第一主人公×元親





買い出しの途中に寄ったコンビニ。
そこに並べてあったペットボトルとそれに付けられている販促品。
鮮やかなピンクの紐にキラキラとした飾りがついていて、最近のおまけは随分質が良いんだなと妙に感心する。

それ以上に、というか、むしろそれをじっと見つめる元親の方にこそ妙に感心してしまった。
もちろん、良い意味で。


「(売り場の前に立ち止まるのはあんまり褒められたことじゃないけどな)」


しかしそれほど熱心に見つめる夢中さには思わずこっちの目も釘付けになる。
ストラップくらいもっと綺麗なやつがいくらでもあるだろうにと思うんだが、元親は単純に目の前のそれを気に入ったようなのだ。
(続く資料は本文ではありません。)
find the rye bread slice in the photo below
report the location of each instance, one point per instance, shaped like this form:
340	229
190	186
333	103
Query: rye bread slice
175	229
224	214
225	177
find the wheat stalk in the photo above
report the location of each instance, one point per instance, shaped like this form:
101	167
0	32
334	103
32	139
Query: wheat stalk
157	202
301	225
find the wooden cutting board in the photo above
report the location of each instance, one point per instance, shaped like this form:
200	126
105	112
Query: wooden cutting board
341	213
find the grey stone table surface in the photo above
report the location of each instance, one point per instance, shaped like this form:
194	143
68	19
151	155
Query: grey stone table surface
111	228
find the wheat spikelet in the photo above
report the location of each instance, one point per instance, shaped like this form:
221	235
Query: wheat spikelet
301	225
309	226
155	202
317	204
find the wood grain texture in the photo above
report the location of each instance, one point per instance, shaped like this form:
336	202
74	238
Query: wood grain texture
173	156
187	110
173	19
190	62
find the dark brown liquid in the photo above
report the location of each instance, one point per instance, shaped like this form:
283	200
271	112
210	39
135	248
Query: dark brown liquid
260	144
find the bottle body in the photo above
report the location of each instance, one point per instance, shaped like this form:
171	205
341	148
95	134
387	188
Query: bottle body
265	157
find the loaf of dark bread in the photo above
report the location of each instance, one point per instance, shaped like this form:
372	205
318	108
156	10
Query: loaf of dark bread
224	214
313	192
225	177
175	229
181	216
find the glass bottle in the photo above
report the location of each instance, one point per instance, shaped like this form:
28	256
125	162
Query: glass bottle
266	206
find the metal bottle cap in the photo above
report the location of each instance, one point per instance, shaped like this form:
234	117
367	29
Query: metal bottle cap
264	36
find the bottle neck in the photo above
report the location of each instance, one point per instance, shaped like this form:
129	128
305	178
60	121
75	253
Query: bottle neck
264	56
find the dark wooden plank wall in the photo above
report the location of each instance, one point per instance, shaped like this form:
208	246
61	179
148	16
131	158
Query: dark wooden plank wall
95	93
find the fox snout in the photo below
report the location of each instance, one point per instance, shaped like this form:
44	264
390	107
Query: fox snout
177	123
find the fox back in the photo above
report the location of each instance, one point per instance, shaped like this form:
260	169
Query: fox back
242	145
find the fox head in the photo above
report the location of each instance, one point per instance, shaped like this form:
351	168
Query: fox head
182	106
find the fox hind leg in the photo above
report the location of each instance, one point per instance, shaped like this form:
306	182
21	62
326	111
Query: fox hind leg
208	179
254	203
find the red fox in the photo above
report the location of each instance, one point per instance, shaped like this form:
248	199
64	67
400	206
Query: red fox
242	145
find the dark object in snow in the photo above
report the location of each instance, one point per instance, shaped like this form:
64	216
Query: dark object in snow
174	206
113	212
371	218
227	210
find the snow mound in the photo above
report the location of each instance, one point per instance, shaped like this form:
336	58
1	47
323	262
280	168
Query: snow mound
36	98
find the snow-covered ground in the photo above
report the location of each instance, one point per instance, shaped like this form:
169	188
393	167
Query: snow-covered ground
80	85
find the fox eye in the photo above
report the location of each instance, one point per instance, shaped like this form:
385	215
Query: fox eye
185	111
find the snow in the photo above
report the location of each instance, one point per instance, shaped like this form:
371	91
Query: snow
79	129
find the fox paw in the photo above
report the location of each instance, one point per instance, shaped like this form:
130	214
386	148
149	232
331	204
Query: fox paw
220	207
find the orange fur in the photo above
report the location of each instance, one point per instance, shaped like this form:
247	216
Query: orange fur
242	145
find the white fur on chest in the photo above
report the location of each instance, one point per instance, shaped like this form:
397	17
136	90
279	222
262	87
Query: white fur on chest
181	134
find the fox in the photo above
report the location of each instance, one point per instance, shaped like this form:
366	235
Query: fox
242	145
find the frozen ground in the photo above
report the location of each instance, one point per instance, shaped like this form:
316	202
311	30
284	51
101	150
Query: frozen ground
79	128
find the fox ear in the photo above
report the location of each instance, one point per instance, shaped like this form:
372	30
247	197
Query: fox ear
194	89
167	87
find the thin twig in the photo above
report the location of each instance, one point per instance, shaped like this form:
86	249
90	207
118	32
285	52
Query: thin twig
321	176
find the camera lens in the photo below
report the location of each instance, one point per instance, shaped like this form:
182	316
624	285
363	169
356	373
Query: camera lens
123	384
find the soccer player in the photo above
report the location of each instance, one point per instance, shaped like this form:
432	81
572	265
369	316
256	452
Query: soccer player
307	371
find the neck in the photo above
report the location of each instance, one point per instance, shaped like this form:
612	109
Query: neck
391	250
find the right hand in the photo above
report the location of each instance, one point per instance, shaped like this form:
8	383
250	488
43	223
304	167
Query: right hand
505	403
見慣れていないことを差し引いても、値段より品そのものを見るその感性は自分の俗っぽい考えとはまるで異なっていて正直、かなりぐっとくる。


「元親」


おまけに俺に遠慮してそれが欲しいと言えないところがまた、可愛らしいというかなんと言うか。


「その瓶、一本取ってくれるか」

「瓶?」

「赤い包装の。目の前にあるやつ」


正確にはペットボトルだが、さすがにそれだと伝わるかどうか怪しいしな。


「欲しいんだろ?」

「!、や、あー…そういうわけじゃなくてよ…」


慌てて手を振る元親だが、その否定が恥ずかしいからなのか遠慮しているのかはいまいち判断しかねるが。


「俺も喉乾いたしよ。一緒に飲もうぜ」

「へ?」


おまけはお前にやるから言えば一瞬赤くなったが、すぐに嬉しそうに笑う。おまけ一つでそんな顔されるんだから、こっちも渡し甲斐があるってもんだよな。


会計の後、車に戻ってすぐにストラップを外して渡す。
しかし元親があんまり目を輝かしてそればかり見ているもんだから


「間接キスだな」


なんて、ついからかってしまったのは流石に悪ふざけが過ぎたのかもしれない。


「きす?」

「接吻」


口吸いでも同義だったなと頭の隅で思っている間に、見る見る真っ赤になった元親に横からペットボトルを引ったくられ。

はずみでこぼれた紅茶は冷たいし、ついでに照れ隠しで叩かれた背中は普段の倍は威力があったしで。


やっぱり純な相手を揶揄うもんじゃなかったとこぼれた紅茶を拭き取りながら反省した。